I have created three different files in three different file formats (JSON, HTML and XML). I chose three different books that focus on the Troubles in Northern Ireland (a subject that played a large role in my mom’s younger years). The goal of this assignment is to create three different files in three different file formats and display each of them in a data frame. I will attempt to represent the data with the same format; however, I will also make a point to recognize when the formatting is different as that will inform how I attempt to work with different file formats in the future.
library(XML)
library(methods)
library(rjson)
library(dplyr)
##
## Attaching package: 'dplyr'
## The following objects are masked from 'package:stats':
##
## filter, lag
## The following objects are masked from 'package:base':
##
## intersect, setdiff, setequal, union
bookinfo_xml <- xmlToDataFrame('bookinfo.xml')
bookinfo_xml
## Title
## 1 Making Sense of the Troubles: The Story of the Conflict in Northern Ireland
## 2 Milkman
## 3 Ressurection Man
## Authors Length PublishingYear Publisher
## 1 David McKittrick, David McVea 368 2002 New Amsterdam Books
## 2 Anna Burns 368 2018 Faber Faber
## 3 Eoin McNamee 240 1995 Picador
bookinfo_html <- readHTMLTable('bookinfo.html')
bookinfo_html
## $`NULL`
## Title
## 1 Making Sense of the Troubles: The Story of the Conflict in Northern Ireland
## 2 Milkman
## 3 Resurrection Man
## Author Length PublishingYear Publisher
## 1 David McKittrick, David McVea 368 2002 New Amsterdam Books
## 2 Anna Burns 368 2018 Faber Faber
## 3 Eoin McNamee 240 1995 Picador
bookinfo_json <- fromJSON(file = "bookinfo.json") %>% as.data.frame
bookinfo_json
## Title
## 1 Making Sense of the Troubles: The Story of the Conflict in Northern Ireland
## 2 Milkman
## 3 Resurrection Man
## Author Length PublishingYear Publisher
## 1 David McKittrick, David McVea 368 2002 New Amsterdam Books
## 2 Anna Burns 368 2018 Faber Faber
## 3 Eoin McNamee 240 1995 Picador
The three data frames are identical in presentation despite the different storage methods. The challenge with each method seemed to be to find a creative way to store the multiple authors. I know that with JSON you can store multiple items in an array which is what I had wanted to do, however that method was not working when I wanted to display my file in a data frame.
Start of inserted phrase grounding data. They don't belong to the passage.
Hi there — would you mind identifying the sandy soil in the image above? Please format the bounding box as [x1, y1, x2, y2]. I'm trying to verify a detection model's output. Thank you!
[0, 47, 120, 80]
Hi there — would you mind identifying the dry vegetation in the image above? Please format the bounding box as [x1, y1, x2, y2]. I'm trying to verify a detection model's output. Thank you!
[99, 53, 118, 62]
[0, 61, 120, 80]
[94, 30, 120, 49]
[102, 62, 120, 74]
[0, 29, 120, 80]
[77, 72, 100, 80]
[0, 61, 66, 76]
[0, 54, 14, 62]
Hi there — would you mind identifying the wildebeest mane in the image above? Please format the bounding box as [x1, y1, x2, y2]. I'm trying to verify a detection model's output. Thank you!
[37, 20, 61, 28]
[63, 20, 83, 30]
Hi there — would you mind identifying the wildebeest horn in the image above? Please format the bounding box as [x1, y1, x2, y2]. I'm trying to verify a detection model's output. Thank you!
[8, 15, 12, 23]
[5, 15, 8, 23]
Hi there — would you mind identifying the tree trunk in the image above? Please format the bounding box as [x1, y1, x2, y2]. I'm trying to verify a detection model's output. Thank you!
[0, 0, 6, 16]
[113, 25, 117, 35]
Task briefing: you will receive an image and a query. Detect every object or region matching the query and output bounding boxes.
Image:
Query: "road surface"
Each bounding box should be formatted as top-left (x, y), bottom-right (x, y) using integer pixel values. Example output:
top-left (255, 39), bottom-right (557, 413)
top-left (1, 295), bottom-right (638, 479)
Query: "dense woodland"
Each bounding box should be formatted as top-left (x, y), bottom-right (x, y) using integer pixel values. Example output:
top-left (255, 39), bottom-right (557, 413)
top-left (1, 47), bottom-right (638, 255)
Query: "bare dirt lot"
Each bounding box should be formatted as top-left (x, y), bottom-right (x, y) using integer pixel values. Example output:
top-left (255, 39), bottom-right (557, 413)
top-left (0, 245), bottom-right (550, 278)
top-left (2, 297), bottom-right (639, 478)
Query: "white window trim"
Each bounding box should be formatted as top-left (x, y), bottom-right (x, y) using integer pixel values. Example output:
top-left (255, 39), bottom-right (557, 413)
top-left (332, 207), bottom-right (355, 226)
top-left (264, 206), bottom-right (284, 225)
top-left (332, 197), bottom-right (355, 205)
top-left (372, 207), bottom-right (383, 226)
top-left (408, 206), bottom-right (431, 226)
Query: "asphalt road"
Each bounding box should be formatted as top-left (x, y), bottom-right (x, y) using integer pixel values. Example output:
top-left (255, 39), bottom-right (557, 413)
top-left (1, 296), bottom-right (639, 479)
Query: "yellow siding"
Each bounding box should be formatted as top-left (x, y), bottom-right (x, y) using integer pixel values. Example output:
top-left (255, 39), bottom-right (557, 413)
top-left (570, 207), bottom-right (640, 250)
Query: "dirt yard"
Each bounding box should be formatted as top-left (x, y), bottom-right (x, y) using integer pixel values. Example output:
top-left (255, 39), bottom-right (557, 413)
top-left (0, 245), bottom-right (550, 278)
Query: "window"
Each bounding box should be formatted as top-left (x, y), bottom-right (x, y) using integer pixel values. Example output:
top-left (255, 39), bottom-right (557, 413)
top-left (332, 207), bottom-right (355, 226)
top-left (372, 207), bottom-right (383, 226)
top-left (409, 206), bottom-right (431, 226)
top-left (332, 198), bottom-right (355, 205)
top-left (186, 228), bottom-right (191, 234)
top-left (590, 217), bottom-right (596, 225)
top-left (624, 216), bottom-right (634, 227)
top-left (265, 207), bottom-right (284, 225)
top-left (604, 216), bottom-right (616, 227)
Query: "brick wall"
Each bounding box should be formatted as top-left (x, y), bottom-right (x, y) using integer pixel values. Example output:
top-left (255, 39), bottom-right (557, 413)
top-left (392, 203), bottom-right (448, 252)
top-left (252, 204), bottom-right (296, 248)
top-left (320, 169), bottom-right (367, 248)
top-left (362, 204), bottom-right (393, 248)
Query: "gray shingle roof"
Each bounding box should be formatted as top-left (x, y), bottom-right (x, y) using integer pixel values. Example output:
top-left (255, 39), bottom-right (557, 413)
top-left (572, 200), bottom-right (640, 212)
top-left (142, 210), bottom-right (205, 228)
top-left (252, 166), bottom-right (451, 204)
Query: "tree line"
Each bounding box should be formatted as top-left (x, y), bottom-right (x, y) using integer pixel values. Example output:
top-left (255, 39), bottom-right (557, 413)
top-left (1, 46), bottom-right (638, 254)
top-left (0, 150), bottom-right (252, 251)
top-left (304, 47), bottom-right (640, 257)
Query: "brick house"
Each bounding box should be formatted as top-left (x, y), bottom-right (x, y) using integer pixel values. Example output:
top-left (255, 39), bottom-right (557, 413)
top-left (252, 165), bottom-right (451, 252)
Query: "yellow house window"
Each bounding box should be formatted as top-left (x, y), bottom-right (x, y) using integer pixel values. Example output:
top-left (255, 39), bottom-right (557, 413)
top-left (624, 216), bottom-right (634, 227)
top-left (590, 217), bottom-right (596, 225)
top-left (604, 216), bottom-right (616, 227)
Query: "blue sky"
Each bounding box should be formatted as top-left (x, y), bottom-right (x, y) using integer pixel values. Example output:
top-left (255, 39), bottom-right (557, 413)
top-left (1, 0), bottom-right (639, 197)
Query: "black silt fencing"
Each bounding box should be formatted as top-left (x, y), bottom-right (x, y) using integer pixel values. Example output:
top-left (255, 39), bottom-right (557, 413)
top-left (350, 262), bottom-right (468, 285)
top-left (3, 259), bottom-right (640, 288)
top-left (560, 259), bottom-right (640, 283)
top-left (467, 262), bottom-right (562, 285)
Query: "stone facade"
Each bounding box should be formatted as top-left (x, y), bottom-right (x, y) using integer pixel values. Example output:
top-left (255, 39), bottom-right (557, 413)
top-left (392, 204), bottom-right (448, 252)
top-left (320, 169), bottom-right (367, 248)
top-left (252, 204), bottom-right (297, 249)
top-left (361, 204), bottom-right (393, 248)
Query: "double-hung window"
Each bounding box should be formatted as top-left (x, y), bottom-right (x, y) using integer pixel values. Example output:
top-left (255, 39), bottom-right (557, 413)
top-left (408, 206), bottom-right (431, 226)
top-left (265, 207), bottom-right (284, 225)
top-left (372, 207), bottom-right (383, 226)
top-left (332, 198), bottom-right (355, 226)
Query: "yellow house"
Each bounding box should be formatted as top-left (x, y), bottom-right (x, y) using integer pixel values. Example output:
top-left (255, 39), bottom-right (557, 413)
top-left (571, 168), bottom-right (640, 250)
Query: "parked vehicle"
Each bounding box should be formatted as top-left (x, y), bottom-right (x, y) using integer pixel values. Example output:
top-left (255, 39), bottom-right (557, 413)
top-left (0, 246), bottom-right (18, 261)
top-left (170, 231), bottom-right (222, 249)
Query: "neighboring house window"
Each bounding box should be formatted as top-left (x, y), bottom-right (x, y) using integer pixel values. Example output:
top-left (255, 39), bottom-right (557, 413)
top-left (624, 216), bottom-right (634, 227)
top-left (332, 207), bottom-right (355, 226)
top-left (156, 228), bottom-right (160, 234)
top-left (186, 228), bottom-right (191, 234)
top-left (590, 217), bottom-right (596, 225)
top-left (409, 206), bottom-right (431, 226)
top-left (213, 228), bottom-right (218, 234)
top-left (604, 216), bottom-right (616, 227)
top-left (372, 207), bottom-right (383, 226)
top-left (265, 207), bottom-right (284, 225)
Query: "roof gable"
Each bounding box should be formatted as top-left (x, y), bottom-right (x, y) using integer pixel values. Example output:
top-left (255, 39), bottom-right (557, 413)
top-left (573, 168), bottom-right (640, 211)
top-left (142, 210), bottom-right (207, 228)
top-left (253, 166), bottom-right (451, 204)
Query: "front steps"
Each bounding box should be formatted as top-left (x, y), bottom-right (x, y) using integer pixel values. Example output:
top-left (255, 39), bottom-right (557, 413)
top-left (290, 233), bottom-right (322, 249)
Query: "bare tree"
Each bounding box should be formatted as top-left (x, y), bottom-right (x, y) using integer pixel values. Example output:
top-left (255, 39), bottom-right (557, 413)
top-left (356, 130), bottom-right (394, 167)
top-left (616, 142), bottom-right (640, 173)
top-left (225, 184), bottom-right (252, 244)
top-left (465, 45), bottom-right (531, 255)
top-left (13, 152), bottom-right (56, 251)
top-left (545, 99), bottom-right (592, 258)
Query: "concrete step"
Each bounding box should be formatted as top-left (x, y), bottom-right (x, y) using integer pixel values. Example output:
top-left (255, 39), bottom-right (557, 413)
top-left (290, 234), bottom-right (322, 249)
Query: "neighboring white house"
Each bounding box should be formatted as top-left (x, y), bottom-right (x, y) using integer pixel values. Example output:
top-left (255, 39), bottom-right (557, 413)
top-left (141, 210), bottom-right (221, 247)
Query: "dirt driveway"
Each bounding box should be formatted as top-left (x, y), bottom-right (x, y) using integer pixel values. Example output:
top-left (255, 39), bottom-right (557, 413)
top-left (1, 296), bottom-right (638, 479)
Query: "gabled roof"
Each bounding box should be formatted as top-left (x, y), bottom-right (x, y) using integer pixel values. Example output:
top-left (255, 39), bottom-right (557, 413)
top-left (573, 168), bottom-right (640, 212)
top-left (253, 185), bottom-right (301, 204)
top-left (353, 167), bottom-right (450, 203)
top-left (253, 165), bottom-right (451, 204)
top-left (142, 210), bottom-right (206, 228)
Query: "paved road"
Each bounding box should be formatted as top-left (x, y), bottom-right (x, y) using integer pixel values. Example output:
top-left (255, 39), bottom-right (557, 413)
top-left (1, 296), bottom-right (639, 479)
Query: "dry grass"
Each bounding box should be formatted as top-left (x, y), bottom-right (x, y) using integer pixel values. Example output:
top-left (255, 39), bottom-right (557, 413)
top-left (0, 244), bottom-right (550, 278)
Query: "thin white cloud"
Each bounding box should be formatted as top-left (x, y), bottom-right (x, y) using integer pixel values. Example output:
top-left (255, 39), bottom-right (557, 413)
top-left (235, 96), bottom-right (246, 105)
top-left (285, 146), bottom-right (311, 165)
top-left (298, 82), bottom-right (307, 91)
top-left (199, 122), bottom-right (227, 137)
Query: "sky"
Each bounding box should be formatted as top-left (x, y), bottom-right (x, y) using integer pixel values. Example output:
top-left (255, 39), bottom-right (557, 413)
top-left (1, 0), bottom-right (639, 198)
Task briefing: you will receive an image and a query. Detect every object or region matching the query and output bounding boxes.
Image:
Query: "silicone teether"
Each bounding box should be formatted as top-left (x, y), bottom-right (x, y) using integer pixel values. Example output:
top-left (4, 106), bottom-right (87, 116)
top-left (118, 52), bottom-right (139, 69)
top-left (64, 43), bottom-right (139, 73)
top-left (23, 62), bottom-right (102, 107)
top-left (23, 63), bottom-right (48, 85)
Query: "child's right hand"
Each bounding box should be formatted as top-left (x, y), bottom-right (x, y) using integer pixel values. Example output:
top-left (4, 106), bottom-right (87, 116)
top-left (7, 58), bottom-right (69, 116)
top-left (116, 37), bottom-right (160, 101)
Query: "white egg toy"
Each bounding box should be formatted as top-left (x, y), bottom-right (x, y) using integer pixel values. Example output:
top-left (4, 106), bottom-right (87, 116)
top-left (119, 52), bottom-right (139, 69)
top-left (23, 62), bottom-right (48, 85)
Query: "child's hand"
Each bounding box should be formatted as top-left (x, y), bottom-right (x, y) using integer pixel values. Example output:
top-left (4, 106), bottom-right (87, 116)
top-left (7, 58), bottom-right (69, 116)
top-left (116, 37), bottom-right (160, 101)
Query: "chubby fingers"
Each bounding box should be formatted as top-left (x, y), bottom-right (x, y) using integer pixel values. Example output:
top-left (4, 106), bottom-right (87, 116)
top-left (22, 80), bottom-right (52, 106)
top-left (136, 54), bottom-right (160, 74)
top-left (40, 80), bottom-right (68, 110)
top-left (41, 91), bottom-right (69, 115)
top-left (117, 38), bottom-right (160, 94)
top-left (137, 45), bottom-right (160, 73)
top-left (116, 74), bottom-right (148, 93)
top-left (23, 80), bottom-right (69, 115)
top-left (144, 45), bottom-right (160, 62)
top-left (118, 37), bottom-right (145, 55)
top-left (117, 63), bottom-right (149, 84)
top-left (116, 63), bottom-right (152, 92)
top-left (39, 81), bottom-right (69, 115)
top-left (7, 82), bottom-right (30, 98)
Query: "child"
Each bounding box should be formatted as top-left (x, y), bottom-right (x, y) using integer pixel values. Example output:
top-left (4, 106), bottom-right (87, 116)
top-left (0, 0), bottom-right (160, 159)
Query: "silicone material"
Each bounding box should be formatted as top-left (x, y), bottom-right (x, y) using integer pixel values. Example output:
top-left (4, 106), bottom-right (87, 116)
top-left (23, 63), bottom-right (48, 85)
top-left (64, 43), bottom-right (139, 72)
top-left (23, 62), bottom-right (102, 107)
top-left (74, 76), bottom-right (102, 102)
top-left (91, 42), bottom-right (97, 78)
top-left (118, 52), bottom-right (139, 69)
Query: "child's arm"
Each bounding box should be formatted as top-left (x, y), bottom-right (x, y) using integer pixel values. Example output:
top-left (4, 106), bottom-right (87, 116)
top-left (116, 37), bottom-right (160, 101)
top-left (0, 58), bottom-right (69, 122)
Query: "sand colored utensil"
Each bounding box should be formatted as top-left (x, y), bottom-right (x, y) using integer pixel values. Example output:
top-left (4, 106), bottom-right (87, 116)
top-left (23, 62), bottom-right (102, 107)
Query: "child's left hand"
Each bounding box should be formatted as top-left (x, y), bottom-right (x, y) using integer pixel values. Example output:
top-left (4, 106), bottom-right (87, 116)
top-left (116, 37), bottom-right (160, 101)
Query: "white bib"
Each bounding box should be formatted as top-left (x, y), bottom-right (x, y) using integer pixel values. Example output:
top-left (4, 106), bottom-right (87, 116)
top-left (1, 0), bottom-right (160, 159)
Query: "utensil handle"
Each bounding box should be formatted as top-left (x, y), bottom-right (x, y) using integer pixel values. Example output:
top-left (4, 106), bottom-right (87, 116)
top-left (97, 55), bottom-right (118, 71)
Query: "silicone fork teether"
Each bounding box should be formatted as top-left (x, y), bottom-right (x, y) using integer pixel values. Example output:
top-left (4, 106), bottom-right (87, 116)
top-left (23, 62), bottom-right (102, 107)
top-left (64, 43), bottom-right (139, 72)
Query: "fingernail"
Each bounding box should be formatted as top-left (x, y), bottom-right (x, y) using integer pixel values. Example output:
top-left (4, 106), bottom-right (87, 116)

A similar issue came up with my html file (the two authors were stored as one item). Though, the way I stored the two authors for one book was different as the XML format made it easy to separately store authors as individual items. I know I could go back, now that I have the files displayed in tables, and separate those authors easily, but this was a learning process for different data structures.